Should we go to Chorus or not?

It rarely happens to us, leaving a cinema before the end of the film. But during Berlinale 2015 our film schedule was so tight that we had to leave Chorus 20 minutes before the end to catch another film. It’s not that Chorus was a bad film, but we felt relieved when we closed the cinema doors behind us. Taken away from the devastating lives of Christophe and Irène who – after ten years of unsolved misery were confronted with the awful truth about what happened to their 8 year old son. The film reveals their pain and sadness after they lost their child who was taken by a pedophile and never returned home.

The question raises: do we want to know what happened? And if so, why would we want to know what happened? At this point we approach a major dispute in the essential of cinema. Before we mentioned that cinema is a wonderful medium that has the incredible power to take you to another world where you have never been, to make to feel what didn’t really happen to you, and to make you explore situations that exists far from your daily life. Cinema enriched your knowledge of the world, it creates awareness.

On the streets in Berlin Charlotte and I had a discussion why the director would make such a film. It was hard to find a reason why, which is weird because it’s not that we close our eyes from severe topics. The amount of pleasant versus unpleasant films should be about the same in the history of film. For our film program we always search for a balance between funny and emotional stories. But why is pedophili a subject we somehow couldn’t deal with? Was is too uncomforable to sit and watch how lonely and terrible Christophe and Irene felt? I was ashamed for them, because of what happened to them; a confusing feeling that I couldn’t stand.

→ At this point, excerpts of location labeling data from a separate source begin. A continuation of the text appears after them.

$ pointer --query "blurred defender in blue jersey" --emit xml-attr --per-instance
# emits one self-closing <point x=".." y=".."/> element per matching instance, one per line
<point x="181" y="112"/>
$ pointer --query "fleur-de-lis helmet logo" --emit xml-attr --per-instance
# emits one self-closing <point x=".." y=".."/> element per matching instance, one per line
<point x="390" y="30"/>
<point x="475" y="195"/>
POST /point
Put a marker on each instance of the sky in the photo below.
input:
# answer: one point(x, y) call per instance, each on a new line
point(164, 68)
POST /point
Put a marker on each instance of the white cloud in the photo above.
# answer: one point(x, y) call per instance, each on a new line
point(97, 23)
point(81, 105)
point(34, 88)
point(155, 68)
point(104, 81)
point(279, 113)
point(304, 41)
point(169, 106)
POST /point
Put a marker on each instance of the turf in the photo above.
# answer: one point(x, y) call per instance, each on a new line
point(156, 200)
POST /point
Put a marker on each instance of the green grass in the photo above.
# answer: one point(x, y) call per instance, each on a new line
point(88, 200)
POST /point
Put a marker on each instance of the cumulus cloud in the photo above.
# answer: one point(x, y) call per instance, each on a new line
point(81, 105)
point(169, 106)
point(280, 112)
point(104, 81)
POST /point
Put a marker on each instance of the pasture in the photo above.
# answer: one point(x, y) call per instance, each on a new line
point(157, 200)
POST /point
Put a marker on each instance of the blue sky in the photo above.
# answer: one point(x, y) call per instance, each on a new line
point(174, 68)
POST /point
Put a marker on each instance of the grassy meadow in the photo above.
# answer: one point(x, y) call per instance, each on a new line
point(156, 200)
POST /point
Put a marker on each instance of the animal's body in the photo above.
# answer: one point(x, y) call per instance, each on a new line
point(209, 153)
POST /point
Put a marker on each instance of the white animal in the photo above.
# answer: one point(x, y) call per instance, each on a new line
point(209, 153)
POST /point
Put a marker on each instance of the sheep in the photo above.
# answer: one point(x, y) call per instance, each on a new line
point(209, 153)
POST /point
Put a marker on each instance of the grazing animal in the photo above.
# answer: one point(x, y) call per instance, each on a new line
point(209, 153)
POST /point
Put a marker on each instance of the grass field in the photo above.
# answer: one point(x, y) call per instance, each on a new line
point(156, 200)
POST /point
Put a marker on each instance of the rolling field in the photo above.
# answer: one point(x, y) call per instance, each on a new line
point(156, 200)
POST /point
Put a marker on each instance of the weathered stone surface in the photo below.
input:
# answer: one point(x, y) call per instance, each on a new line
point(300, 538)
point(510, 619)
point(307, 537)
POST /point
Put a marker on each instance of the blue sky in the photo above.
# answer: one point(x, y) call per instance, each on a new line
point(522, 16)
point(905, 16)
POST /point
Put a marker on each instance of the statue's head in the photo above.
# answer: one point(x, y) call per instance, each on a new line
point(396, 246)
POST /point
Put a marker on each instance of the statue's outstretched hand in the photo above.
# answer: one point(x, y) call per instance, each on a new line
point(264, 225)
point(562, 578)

To be honest I was surprised that Chorus was released in the Dutch cinemas, taken the past news about child abuse in churches and nursery. Yet, I had to see the end of the film. For me it felt as an unsolved project as well: what happened to Christophe and Irène? I felt miserable in Berlin after being confronted with the offenders confession. But, months later I didn’t feel so bad as then. Chorus is about unbearable pain and loss, but also about the power of memories, deep relations and independent development. Time doesn’t heal a wound, Irène mentioned in the film. She refuses to put aside what happened, she hates the meaning of mourning. You can’t look away from the past, you can’t look away from what’s happening in our world.

The subject of this blog shouldn’t be about censure. We did something wrong here: we walked away in the middle of a film. The uneasy scenes made me develop a premature opinion. Therefore, the message is: always watch the end of a film before you make statement about it.